Wait… Let me think… Did anything terrible happen from 1981 to 1987? Well, AIDS was first reported in 1981. And… uh-oh… (GULP)… The H1N1 Swine Flu Pandemic started this very year in 2009!

OH… MY… GAWD! It can’t be a coincidence!

So, let me make sure I got this straight… it seems that 2009 has the highest possible occurrences of Friday the 13th’s and it’s the beginning of a dreaded 3-3-3 Cluster. This doesn’t look good.

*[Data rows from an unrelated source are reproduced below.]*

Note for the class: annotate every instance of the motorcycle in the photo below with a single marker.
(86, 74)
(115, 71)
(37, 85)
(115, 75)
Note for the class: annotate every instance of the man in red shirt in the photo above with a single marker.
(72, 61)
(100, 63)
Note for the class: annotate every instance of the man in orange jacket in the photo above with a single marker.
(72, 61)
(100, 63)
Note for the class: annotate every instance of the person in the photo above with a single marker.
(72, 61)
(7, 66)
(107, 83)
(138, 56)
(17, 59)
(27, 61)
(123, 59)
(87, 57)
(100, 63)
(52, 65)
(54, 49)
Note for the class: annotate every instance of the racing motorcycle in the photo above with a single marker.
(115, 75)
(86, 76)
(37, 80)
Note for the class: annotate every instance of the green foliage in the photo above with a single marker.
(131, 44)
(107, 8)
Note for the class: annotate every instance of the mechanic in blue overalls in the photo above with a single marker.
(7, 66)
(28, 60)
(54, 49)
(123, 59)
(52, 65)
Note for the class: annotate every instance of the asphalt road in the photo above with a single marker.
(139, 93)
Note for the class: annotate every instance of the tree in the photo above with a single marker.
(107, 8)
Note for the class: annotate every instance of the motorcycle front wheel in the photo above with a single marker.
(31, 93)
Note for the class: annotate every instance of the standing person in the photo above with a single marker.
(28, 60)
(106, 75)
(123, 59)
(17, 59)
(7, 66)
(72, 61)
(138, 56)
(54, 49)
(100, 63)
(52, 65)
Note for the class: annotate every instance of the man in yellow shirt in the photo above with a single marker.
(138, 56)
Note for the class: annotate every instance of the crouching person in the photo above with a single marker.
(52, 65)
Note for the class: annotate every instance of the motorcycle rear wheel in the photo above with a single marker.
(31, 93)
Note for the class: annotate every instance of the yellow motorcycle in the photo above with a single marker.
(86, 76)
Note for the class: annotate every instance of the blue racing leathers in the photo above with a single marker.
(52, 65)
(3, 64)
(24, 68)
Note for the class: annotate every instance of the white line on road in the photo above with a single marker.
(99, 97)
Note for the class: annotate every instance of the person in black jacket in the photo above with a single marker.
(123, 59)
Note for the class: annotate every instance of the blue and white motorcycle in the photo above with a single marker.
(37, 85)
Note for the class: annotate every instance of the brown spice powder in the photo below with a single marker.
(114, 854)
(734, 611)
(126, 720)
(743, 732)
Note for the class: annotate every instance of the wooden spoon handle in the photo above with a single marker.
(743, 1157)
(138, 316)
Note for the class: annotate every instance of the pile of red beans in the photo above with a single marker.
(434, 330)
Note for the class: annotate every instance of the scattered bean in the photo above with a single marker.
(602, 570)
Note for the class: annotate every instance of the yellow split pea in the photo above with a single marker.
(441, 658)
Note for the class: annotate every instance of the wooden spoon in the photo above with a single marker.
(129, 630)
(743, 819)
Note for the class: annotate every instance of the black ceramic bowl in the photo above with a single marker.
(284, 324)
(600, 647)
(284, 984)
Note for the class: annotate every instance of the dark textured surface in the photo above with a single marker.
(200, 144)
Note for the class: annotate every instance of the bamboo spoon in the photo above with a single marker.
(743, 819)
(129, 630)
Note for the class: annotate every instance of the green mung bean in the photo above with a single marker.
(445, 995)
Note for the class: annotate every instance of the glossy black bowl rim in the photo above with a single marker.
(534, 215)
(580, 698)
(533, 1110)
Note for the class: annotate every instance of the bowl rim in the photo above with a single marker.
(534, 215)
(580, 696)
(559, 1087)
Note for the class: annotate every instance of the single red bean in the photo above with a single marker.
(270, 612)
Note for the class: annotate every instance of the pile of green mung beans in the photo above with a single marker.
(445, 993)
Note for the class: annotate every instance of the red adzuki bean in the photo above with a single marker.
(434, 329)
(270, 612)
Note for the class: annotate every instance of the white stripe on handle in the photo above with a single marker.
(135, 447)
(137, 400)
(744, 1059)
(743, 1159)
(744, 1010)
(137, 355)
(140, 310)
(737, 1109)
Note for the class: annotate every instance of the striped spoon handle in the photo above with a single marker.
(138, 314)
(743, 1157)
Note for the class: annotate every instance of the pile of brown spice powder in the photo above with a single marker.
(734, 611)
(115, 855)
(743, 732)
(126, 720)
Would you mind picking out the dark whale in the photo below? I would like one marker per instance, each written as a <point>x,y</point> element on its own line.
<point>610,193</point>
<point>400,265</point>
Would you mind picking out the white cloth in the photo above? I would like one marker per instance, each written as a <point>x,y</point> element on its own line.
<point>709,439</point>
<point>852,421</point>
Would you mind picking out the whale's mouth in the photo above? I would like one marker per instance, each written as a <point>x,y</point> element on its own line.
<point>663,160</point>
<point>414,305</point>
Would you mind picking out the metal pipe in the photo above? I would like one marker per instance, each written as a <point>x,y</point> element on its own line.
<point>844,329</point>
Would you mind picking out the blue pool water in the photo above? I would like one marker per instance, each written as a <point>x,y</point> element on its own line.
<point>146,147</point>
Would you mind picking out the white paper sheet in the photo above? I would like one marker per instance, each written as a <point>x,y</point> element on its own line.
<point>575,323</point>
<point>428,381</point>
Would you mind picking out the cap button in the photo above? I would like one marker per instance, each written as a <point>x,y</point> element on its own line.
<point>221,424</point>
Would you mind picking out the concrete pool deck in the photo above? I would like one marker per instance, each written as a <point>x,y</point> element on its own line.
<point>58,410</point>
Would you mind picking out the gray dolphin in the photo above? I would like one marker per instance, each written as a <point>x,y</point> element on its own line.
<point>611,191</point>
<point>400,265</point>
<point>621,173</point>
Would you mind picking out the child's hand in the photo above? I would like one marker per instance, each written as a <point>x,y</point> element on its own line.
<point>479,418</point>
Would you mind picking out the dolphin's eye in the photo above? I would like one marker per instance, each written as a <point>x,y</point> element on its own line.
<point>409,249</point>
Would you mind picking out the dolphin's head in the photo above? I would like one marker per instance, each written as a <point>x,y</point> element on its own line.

Wait!… I’ve gotta check this out… We already saw that every century has the same amount of Friday the 13th’s, but what about 3-3-3 Clusters?:

with TripleFri13Years as
(
select [Year]
,RowNum=row_number() over (order by [Year])
from #Friday13s
group by [Year]
having count(*)=3
)
,
TripleFri13YearClusters as
(
select FirstTriple=A.[Year]
,SecondTriple=B.[Year]
,ThirdTriple=C.[Year]
,YearSpan
,Ranking=rank() over (order by YearSpan)
from TripleFri13Years A
join TripleFri13Years B on A.RowNum+1=B.RowNum
join TripleFri13Years C on B.RowNum+1=C.RowNum
cross apply (select YearSpan=C.[Year]-A.[Year]+1) F1
)
select Century
,Num333Clusters=count(*)
from TripleFri13YearClusters
cross apply (select Century=str(FirstTriple/100*100,4)+'s') F1
where Ranking=1 and FirstTriple>=1800
group by Century
order by Century
/*
Century Num333Clusters
------- --------------
1800s 4
1900s 3
2000s 4
2100s 4
2200s 4
2300s 3
2400s 4
2500s 4
2600s 4
2700s 3
2800s 4
2900s 4
*/
This current century has the most possible 3-3-3 Clusters as well!… There are going to be 4 of them. And it… Hold on a minute… Four 3-3-3 Clusters… Uh-oh… 4 + 3 + 3 + 3 = 13!

NOOOOO! It’s a sign! It looks like 2009 is the beginning of the end… Maybe the Mayans and Columbia Pictures are wrong about 2012 being the end of the world. All indicators point to NOW.

I don’t know about you, but now I’m really getting panicky… In fact, I think that…

OH NO!… IT CAN’T BE!

Are you sitting down?

Look at what happens if you add the ASCII values of the characters of the ominous string “FRIDAY THIRTEENTH 333 CLUSTER”:

select SumOfAsciiChars=sum(ascii(substring(OminousString,Number,1)))
from (select OminousString='FRIDAY THIRTEENTH 333 CLUSTER') X
join master..spt_values on Type='P' and Number between 1 and len(OminousString)
/*
SumOfAsciiChars
---------------
2009
*/
It’s an omen! We’re doomed! MAKE IT STOP!! AAAAAIIIIIEEEEEEEE…





We regret to inform you that Mr Schulz has recently been admitted to the Institute for the Calendrically Insane. His planned release is on Friday, August 13th, 2010.